Des changements d’ici juillet 2023 pour les principales flottes commerciales

« À ce stade, on ne sait pas combien de compagnies aériennes mettront en œuvre la connectivité 5G dans leurs avions », a déclaré Dan Bieler. « Après tout, un avion est l'un des derniers endroits où l'on peut échapper au babillage de nombreux utilisateurs de smartphones ». « Les compagnies aériennes devront décider ce que l'expérience client signifie pour leurs passagers : la liberté et la tranquillité relative d'une zone sans connectivité ou la liberté de rester connecté à tout moment », ajoute-t-il. « Si elles optent pour cette dernière solution, les compagnies aériennes pourraient envisager de fournir des règles de base sur l'étiquette de l'utilisation des smartphones ».

En décembre 2021, la FCC a proposé l'accès aux services mobiles en vol pour tous les voyageurs, mais la décision de laisser les consommateurs accéder à leurs appareils mobiles pendant le vol sera à la seule discrétion de chaque compagnie aérienne.

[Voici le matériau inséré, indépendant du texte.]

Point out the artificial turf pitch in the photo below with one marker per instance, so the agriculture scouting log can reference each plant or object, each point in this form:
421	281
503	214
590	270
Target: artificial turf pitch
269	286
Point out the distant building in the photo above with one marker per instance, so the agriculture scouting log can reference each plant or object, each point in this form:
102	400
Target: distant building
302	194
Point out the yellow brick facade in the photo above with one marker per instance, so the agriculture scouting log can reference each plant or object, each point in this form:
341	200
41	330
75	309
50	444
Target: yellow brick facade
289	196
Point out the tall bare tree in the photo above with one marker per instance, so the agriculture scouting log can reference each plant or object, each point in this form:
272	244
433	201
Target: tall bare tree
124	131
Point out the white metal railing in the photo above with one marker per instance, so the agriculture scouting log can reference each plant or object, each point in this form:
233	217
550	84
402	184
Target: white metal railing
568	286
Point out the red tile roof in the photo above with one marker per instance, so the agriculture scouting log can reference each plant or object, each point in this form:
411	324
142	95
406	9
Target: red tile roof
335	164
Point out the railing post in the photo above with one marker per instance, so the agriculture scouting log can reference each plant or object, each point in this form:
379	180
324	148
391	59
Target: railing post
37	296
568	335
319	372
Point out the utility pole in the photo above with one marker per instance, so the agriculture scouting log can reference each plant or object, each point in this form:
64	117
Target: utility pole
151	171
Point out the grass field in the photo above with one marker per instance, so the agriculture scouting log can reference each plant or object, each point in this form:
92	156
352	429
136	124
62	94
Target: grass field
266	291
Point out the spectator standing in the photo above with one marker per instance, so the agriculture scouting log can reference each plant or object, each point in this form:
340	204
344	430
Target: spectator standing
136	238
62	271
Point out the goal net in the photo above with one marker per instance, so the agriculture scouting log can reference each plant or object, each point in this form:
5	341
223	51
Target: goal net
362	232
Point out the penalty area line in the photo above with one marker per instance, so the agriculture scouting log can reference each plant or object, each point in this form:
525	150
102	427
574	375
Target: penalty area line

En juin, la FAA a mis à jour ses orientations pour dire que les flottes « commerciales principales » devraient être équipées d'altimètres améliorés ou de filtres 5G d'ici juillet 2023, après quoi les sociétés de téléphonie mobile devraient poursuivre le déploiement des réseaux 5G près de la plupart des aéroports « avec des restrictions minimales ». La FCC note dans une FAQ : « Si elles sont adoptées, [...] les nouvelles règles pourraient donner aux compagnies aériennes la possibilité d'installer un système d'accès aéroporté qui assurerait la connexion entre les appareils sans fil des passagers et les réseaux sans fil commerciaux, un peu comme le service WiFi est fourni aujourd'hui à bord des avions pour fournir des connexions à Internet et gérer les connexions en toute sécurité ».